My own attempt to answer: the $a_{q-1}$ reflects the $a_{k-1}$ in the preceding text, and thus $a_k$ is 'broken off' the end of $[(a_1 + ... + a_{q-1})+a_q]$ which is a legitimate process related to axiom I the addition axiom mentioned below. This does not seem very satisfactory.
All help appreciated, thank you.
From An Introduction to the Theory of Groups by Paul Alexandroff
Extracts and paraphrases from the preamble
Axioms of addition include:
I. Two numbers can be added together (i.e. to any two numbers a and b there corresponds a uniquely determined number which we call their sum: a+b.

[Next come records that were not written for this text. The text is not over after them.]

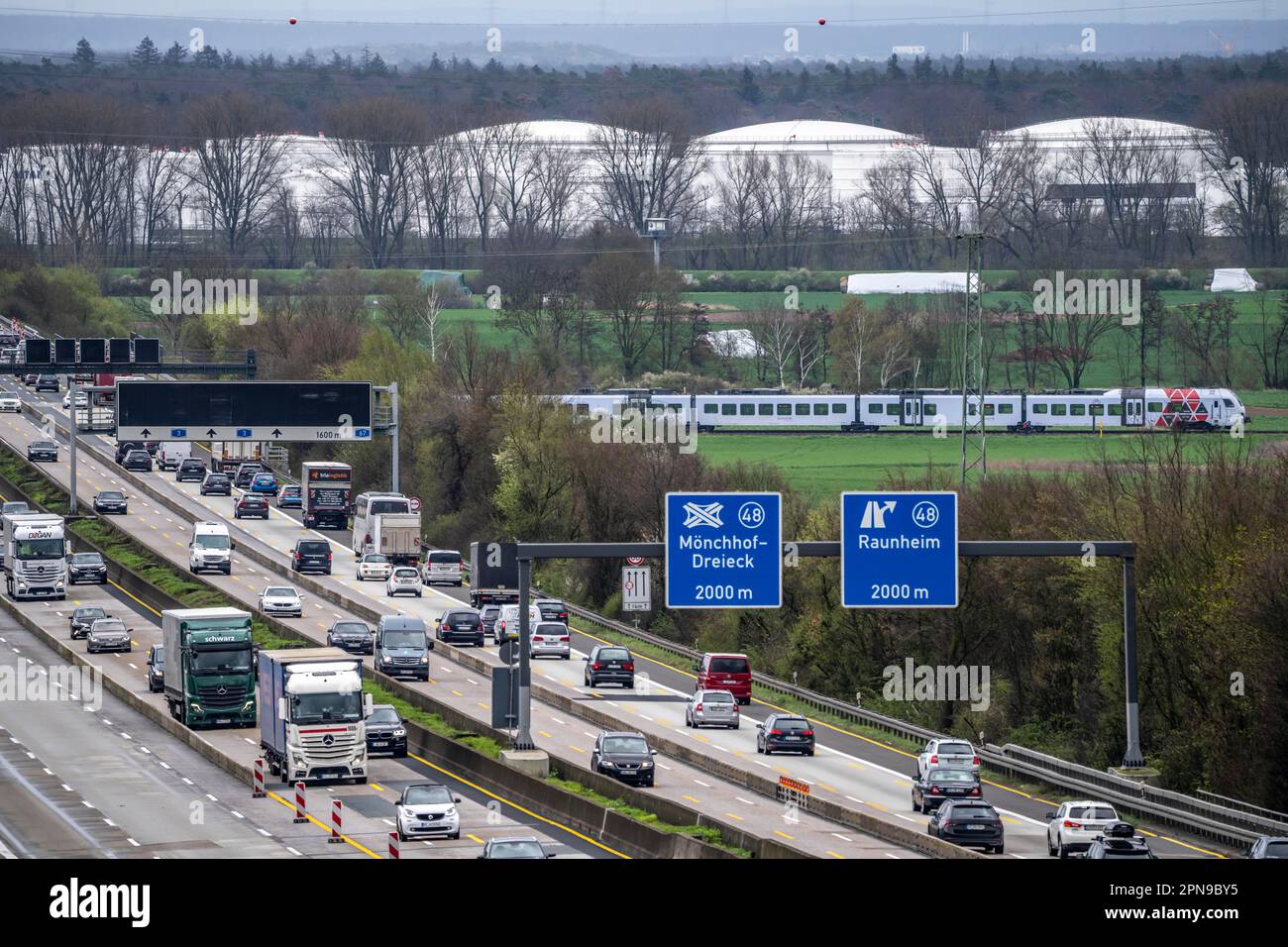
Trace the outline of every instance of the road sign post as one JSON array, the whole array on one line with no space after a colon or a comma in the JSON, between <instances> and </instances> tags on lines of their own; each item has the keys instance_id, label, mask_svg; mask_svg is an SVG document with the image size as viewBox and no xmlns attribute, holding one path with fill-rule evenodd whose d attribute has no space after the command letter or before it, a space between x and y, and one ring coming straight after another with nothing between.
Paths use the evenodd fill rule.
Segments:
<instances>
[{"instance_id":1,"label":"road sign post","mask_svg":"<svg viewBox=\"0 0 1288 947\"><path fill-rule=\"evenodd\" d=\"M842 493L841 604L956 608L957 493Z\"/></svg>"},{"instance_id":2,"label":"road sign post","mask_svg":"<svg viewBox=\"0 0 1288 947\"><path fill-rule=\"evenodd\" d=\"M667 608L782 604L782 493L666 495Z\"/></svg>"}]
</instances>

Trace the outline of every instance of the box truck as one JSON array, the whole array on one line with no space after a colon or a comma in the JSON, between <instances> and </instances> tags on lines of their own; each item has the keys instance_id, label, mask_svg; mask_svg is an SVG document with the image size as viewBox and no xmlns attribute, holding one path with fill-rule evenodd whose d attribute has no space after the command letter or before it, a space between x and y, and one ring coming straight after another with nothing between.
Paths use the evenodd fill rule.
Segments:
<instances>
[{"instance_id":1,"label":"box truck","mask_svg":"<svg viewBox=\"0 0 1288 947\"><path fill-rule=\"evenodd\" d=\"M259 745L282 782L367 781L362 660L339 648L259 652Z\"/></svg>"},{"instance_id":2,"label":"box truck","mask_svg":"<svg viewBox=\"0 0 1288 947\"><path fill-rule=\"evenodd\" d=\"M251 616L238 608L167 608L165 700L184 727L254 727Z\"/></svg>"}]
</instances>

Later the Assoc Law is defined (a+b)+c = a+(b+c) and then it is established that this defines the sum a+b+c.
[We can conveniently define the sum of four elements a,b,c,d to be equal to a+(b+c+d) i.e.:
$a+b+c+d = a+(b+c+d)\qquad$ (0)
The author then goes on to generalise the result to n elements as follows]
Now we assume that the sum of any $(n-1)$ elements has already been defined; then we define the sum of the n elements $a_1 + ... + a_n$ to be $a_1+(a_2 + ... + a_n)$ as being defined for arbitrary n by the method of complete induction.
Theorem
Let n be any natural number, for every natural number $m≤n$ we have
$(a_1 + ... + a_m)\,+(a_{m+1}+ ... + a_n)=a_1+ ... + a_n\qquad$(1)
Proof. The proof will proceed by the method of complete induction. For n=1 the theorem simply states that $a_1 = a_1$. We assume that it is true for $n≤k-1$, and prove it for n = k. We consider first the case m = 1. Then (1) becomes
$a_1 +(a_2+ ... + a_k)\,=a_1+ ... + a_k$
But this is just the definition of the expression $a_1+ ... + a_k$ [see (0)] Therefore (1) is true for n=k and m=1.
Now let us still consider n=k and let us assume that our formula (1) is proved for m=q-1; we prove it for m=q. Since (1) is obviously true for m=n, we can assume that $q<k$. Since the truth of the theorem for $n≤k-1$ is assumed, we have
$(a_1 + ... + a_q)+(a_{q+1}+ ... + a_k)= [(a_1 + ... + a_{q-1})+a_q]+(a_{q+1}+ ... + a_k)\qquad$(2)
The associative law, applied to the three elements $(a_1 + ... + a_{q-1}),(a_q),(a_{q+1} + ... + a_k)$ gives
$[(a_1 + ... + a_{q-1})+a_q]+(a_{q+1} +... + a_k)= (a_1 + ... + a_{q-1})+[a_q+(a_{q+1}+ ... + a_k)]$
But the expression in square brackets on the RHS is by definition equal to
$a_q+a_{q+1}+...+a_k$
Therefore we have
$(a_1 + ... + a_q)+(a_{q+1} +... + a_k)= (a_1 + ... + a_{q-1})+(a_q + ... + a_k)$
[This completes the inductive proof to validate any value of $m$ from $1$ to $k-1$ to split the expression - this is not in the published proof but due to a conversation with Joffan below].
But since the formula (1) is assumed to hold for $n=k\, and\, m=q-1$, the RHS of this last equation is equal to $a_1 +...+ a_k\qquad$ Therefore
$(a_1 + ... + a_m)\,+(a_{m+1}+ ... + a_k)=\,a_1+ ... + a_k$
which completes the induction and gives
$(a_1 + ... + a_m)\,+(a_{m+1}+ ... + a_n)=\,a_1+ ... + a_n$
Which is what we set out to prove.
In answer to your specific points,
1) The inductive assumption is not being applied to the whole expression, but only to the first bracket, which runs to some smaller number than $k$. At that point, the intent is to show that the final element from the first bracket can be shifted into the start of the second bracket.
2) As above, the square bracket represents the action of the inductive assumption on the first bracket, which says we can split the sum at any point - here, we're splitting it one element from the end.
At this point in the proof, we haven't shown that these two expression are equal to the defined sum - that doesn't happen until we repeatedly apply this to leave only one element at the start, which is the definition of the unbracketed expression.